Tutto, nel mio cinema, è recita, rifuggo dal naturalismo, non pretendo che i miei film sembrino reali, ma voglio che lo spettatore ci si riconosca. Non voglio che nelle scene con Julieta Serrano si vada a pensare ai problemi che ho avuto io con mia madre, ma che lo spettatore veda se stesso di fronte a sua madre, che ammiri l’interpretazione intensa e delicata dell’attrice e si emozioni per come Antonio Banderas la guarda e ascolta. Oppure che quando parlo dei miei amori finiti pensi a se stesso, alle sue relazioni, corrisposte o meno, all’importanza di aver amato, non importa come è andata a finire, perché l’importante è amare.
Io sono molto pudico nella vita reale, ma il pudore sparisce quando scrivo e dirigo. In quei momenti sono nudo e mi sento totalmente libero. Naturalmente il film parla di cinema e dell’importanza del cinema nella mia vita. Potrei dire che il cinema è la mia vita o che la mia vita è il cinema: l’autentica droga del film è il cinema, non l’eroina; la vera dipendenza di Salvador è quella di continuare a fare film, il cinema l’ha vampirizzato completamente.
Il gran problema di Mallo è che, a causa dei suoi dolori, crede di non tornare più a girare; un impegno fisico per il quale non si sente in condizione, e senza un film da girare la sua vita non ha senso. Ma c’è di più: nel suo stato depressivo non ha nemmeno nessuna storia da raccontare. Potrebbe solo parlare di se stesso e dei suoi problemi, ma questo lo repelle; a me no, perché sono io che racconto la sua storia.
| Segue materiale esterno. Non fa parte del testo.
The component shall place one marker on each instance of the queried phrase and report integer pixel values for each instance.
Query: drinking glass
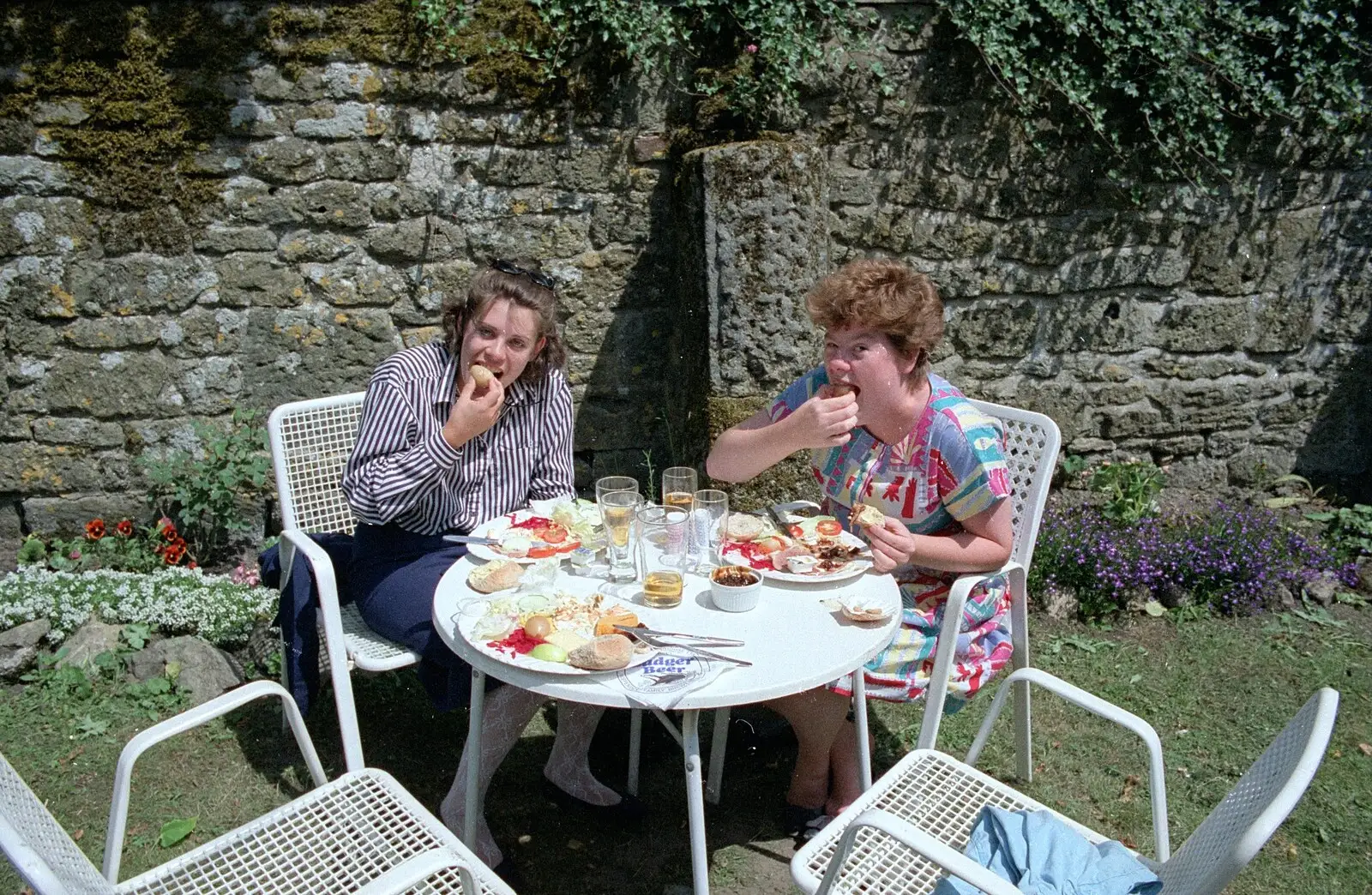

Quando Salvador trova in una galleria di secondaria importanza un acquerello, il ritratto giovanile che un giovane muratore gli fece nella sua infanzia, all’improvviso ricorda vividamente, dopo 50 anni, la pulsione del primo desiderio. E torna a sentire che quella storia dovrebbe venire narrata. Questa è la storia che racconta Salvador, non io, quella che ha per nome Il primo desiderio. È un sentimento appassionato e vertiginoso, lo stesso che io ho sentito prima di ognuno dei miei 21 film. E questa necessità imperiosa di narrare Il primo desiderio gli salva la vita“.